Sunday, January 3, 2016

Russell on Kant - a critique

In "Principles of Mathematics" Russell repeatedly critiques Kant's theory of a priori intuitions as a foundational principle for mathematics [eg p.5, p.158 of The Norton Library version] . As far as I can make out, Russell's basic argument contains these premises:
  • Kant thought a priori intuitions were the foundation of mathematical belief [my own term].
  • Kant's idea of belief was equivalent to Russell's idea of mathematical truth.
  • Non-Euclidean geometry was discovered (after Kant) and proved that Euclidean propositions could not be considered true, as they have alternatives.
  • THEREFORE: the foundation of mathematics cannot be a priori intuitions.

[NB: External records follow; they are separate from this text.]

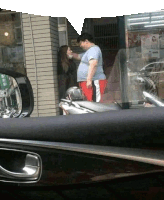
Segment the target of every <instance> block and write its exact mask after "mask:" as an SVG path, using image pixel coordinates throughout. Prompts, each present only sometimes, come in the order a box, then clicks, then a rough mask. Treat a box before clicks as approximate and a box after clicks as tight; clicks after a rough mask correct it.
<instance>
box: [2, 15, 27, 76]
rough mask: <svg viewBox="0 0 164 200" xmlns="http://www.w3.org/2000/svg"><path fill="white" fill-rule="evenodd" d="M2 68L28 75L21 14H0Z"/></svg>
mask: <svg viewBox="0 0 164 200" xmlns="http://www.w3.org/2000/svg"><path fill="white" fill-rule="evenodd" d="M0 67H3V68H7V69H10V70H13V71H17V72H20V73H22V74H25V75H26V71H25V67H24V53H23V41H22V28H21V17H20V13H3V12H1V13H0Z"/></svg>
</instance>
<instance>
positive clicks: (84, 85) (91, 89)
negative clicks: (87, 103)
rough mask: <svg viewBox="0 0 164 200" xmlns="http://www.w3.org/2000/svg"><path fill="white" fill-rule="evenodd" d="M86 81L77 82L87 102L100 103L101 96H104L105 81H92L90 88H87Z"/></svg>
mask: <svg viewBox="0 0 164 200" xmlns="http://www.w3.org/2000/svg"><path fill="white" fill-rule="evenodd" d="M86 83H87V82H86V81H83V82H79V86H80V87H81V89H82V92H83V94H84V96H85V97H86V98H87V100H88V101H95V102H101V100H102V95H103V94H104V91H105V88H106V85H107V80H95V81H92V87H91V88H87V86H86Z"/></svg>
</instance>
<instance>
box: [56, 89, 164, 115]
mask: <svg viewBox="0 0 164 200" xmlns="http://www.w3.org/2000/svg"><path fill="white" fill-rule="evenodd" d="M73 89H74V90H75V91H76V90H80V89H79V88H77V87H73V88H69V90H73ZM71 96H72V95H70V94H69V95H67V97H66V99H61V102H60V104H59V107H60V108H61V109H62V110H63V115H73V114H86V113H96V112H108V111H119V110H122V109H123V108H122V107H121V105H120V104H119V103H117V102H113V103H111V104H109V105H107V104H104V103H98V102H90V101H84V100H83V99H82V98H81V97H80V98H73V97H71ZM143 97H144V102H143V107H164V103H163V102H162V100H161V99H159V98H158V97H156V96H155V95H153V94H150V93H148V92H146V91H143Z"/></svg>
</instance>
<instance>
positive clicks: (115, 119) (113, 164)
mask: <svg viewBox="0 0 164 200" xmlns="http://www.w3.org/2000/svg"><path fill="white" fill-rule="evenodd" d="M154 116H156V117H154ZM163 118H164V115H163V109H161V108H160V109H145V110H144V111H143V110H135V111H132V112H129V111H128V110H124V111H119V112H118V111H112V112H107V113H97V114H86V115H80V116H79V115H78V116H76V115H74V116H59V117H47V118H45V117H43V118H23V119H2V120H0V125H1V129H0V151H4V149H7V150H14V151H15V150H17V151H25V152H28V153H30V154H36V155H39V156H40V158H41V162H42V173H41V177H40V179H38V181H37V182H35V183H17V182H15V183H14V182H11V183H10V182H0V185H1V186H2V187H4V189H3V190H2V193H5V192H6V195H9V196H10V199H12V198H13V199H14V198H15V197H14V195H13V196H12V195H11V194H15V195H16V198H24V199H30V195H31V196H32V197H33V198H35V199H45V198H46V199H52V198H55V197H57V196H58V197H59V199H60V198H63V199H64V198H66V197H67V198H68V199H69V198H70V199H77V198H78V197H79V196H80V195H81V198H86V199H87V198H88V199H90V198H91V197H92V196H94V194H95V191H96V190H97V191H98V190H99V191H98V194H97V197H98V196H99V195H100V194H99V192H102V193H103V194H104V199H105V198H107V197H108V198H109V197H110V198H111V199H112V198H113V199H121V198H119V197H121V196H122V195H123V194H122V191H123V188H124V182H123V181H122V185H120V186H119V187H120V188H121V189H120V193H119V191H118V187H117V184H116V182H117V180H118V181H119V183H120V184H121V180H124V181H125V182H126V181H127V182H128V183H127V187H126V188H125V190H126V191H127V193H126V195H124V197H127V196H128V195H131V192H130V189H128V188H129V187H130V185H132V184H133V185H134V188H133V192H134V194H136V195H137V192H136V191H137V190H138V189H137V186H136V185H135V180H136V178H137V177H140V181H141V180H142V181H143V180H146V184H147V183H148V182H149V181H150V179H149V178H148V175H149V177H153V176H154V173H155V172H156V173H157V174H156V178H155V179H154V182H153V183H152V185H151V184H150V185H149V186H148V188H149V187H154V186H155V187H156V188H158V189H161V190H162V184H161V182H162V181H161V180H162V179H163V166H164V164H163V160H164V157H163V155H164V152H163V149H162V144H163V140H162V139H163V129H164V127H163V123H162V121H163ZM148 122H149V123H148ZM158 138H159V140H158ZM146 139H147V140H146ZM154 139H156V140H154ZM154 141H155V142H154ZM160 145H161V146H160ZM150 148H151V149H152V150H149V149H150ZM146 149H147V150H146ZM154 149H155V150H154ZM157 150H158V151H157ZM2 155H3V152H2ZM7 157H8V158H7ZM12 158H13V160H16V158H19V156H18V155H17V156H16V155H15V157H14V154H13V153H12V154H11V155H10V154H9V155H8V156H6V161H7V162H6V164H5V166H4V167H5V168H8V166H7V165H9V168H8V170H14V169H13V168H14V167H15V166H17V167H18V168H17V169H15V170H19V169H20V168H22V167H23V164H20V165H19V166H18V165H16V164H12ZM10 160H11V162H9V161H10ZM19 160H20V159H18V160H17V161H15V162H19ZM23 163H24V162H23ZM3 164H4V163H2V164H1V163H0V165H3ZM12 165H13V168H12ZM136 175H138V176H137V177H136ZM158 176H159V177H158ZM135 177H136V178H135ZM128 178H131V179H129V180H128ZM132 178H133V180H132ZM157 179H158V180H160V182H159V181H157ZM110 181H111V182H110ZM113 181H114V182H115V184H114V182H113ZM131 181H132V182H131ZM102 182H103V183H102ZM100 183H101V184H100ZM87 184H88V186H87ZM94 184H95V185H94ZM9 186H12V189H11V193H10V189H8V188H9ZM112 186H113V188H112ZM13 188H14V193H12V192H13ZM145 190H146V191H147V188H146V189H144V191H145ZM7 191H8V193H7ZM88 191H90V192H91V193H92V194H93V195H91V196H88V197H86V196H85V195H86V194H87V193H88ZM84 193H85V194H84ZM88 194H89V193H88ZM119 195H120V196H119ZM118 196H119V197H118ZM132 196H133V195H132ZM11 197H12V198H11ZM102 199H103V198H102Z"/></svg>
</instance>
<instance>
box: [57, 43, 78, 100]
mask: <svg viewBox="0 0 164 200" xmlns="http://www.w3.org/2000/svg"><path fill="white" fill-rule="evenodd" d="M71 53H72V51H71V49H70V47H69V46H67V45H63V46H61V47H60V49H59V52H58V68H57V73H58V86H59V99H62V98H65V93H66V90H67V89H68V88H69V87H72V86H77V70H76V64H75V63H74V62H73V60H72V56H71Z"/></svg>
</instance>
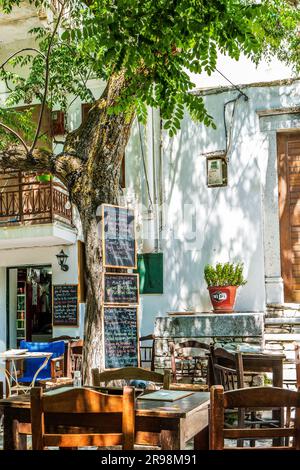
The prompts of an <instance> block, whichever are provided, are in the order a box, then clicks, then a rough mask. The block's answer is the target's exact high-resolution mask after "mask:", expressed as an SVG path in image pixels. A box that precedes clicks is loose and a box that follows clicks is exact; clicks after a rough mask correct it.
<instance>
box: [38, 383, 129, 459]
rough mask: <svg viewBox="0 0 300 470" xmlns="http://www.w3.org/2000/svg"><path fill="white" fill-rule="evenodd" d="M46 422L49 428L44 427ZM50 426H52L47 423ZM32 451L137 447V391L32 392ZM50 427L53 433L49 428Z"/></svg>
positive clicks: (73, 390) (63, 391)
mask: <svg viewBox="0 0 300 470" xmlns="http://www.w3.org/2000/svg"><path fill="white" fill-rule="evenodd" d="M45 422H46V424H47V426H46V427H45ZM48 423H51V424H48ZM31 425H32V449H33V450H44V449H45V447H47V446H54V447H60V448H69V447H79V446H80V447H81V446H82V447H88V446H98V447H104V446H116V445H121V446H122V449H123V450H132V449H133V448H134V432H135V409H134V389H133V388H132V387H124V390H123V395H106V394H103V393H99V392H96V391H94V390H88V389H84V388H70V389H68V390H67V391H62V392H61V393H54V394H52V395H51V394H50V393H49V394H48V395H43V392H42V389H41V388H40V387H34V388H33V389H32V390H31ZM48 426H51V432H50V433H49V432H48V429H47V427H48Z"/></svg>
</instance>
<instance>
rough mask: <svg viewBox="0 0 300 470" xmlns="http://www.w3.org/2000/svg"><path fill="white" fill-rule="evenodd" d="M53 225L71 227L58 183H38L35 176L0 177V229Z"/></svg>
mask: <svg viewBox="0 0 300 470" xmlns="http://www.w3.org/2000/svg"><path fill="white" fill-rule="evenodd" d="M54 221H60V222H63V223H65V224H67V225H72V208H71V204H70V201H69V197H68V192H67V190H66V188H65V187H64V186H63V185H62V184H61V183H60V182H56V181H55V180H50V181H48V182H45V183H43V182H39V181H37V178H36V174H34V173H22V172H17V171H5V172H2V173H0V227H3V226H9V225H21V224H26V225H28V224H44V223H52V222H54Z"/></svg>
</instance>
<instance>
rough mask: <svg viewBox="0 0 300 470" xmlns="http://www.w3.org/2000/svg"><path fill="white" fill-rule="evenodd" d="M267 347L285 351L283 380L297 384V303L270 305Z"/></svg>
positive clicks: (286, 384) (298, 339)
mask: <svg viewBox="0 0 300 470" xmlns="http://www.w3.org/2000/svg"><path fill="white" fill-rule="evenodd" d="M264 337H265V349H267V350H269V351H272V352H279V353H283V354H285V356H286V360H285V362H284V366H283V380H284V383H285V384H286V385H291V386H294V385H295V384H296V371H295V353H294V345H295V343H300V308H296V306H295V305H290V306H289V305H284V306H283V305H280V304H278V305H277V304H271V305H268V308H267V312H266V315H265V334H264Z"/></svg>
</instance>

I think this is terrible sloppy as well as slippery reasoning. So here are some critiques:
  1. Russell seems (at least briefly) to confuse mathematical truth with general truth. While mutually exclusive propositions from Euclidean and non-Euclidean geometry do show the impossibility of such propositions having a general truth, there is no requirement that both propositions be believed simultaneously in the middle of a mathematical proof.
  2. Russell seems, almost disingenuously, to be ignoring the viability of alternative a priori intuitions. I see no reason why an intuition of parellelism (in Euclid) cannot be replaced by an alternative intuition of -say- null parallelism (in spherical geometry). We can have either intuitions, as long as we do not try to hold both intuitions in mind simultaneously.
  3. Ultimately, everything Russell concludes is based on the fallacy that intuitions must be equivalent to general truth. By connecting these two things, insisting that they go together, and refuting 'truth', he pretends to refute 'intuitions'.  This is called a straw man argument. 
I suspect that Kant considered a priori intuitions as relevant to a particular type of mathematical reasoning and did not confuse that with what was generally true in the universe. I suspect Russell was not confused either, except temporarily when he was trying to justify the claim that all mathematics followed from logic, without need for intuitions.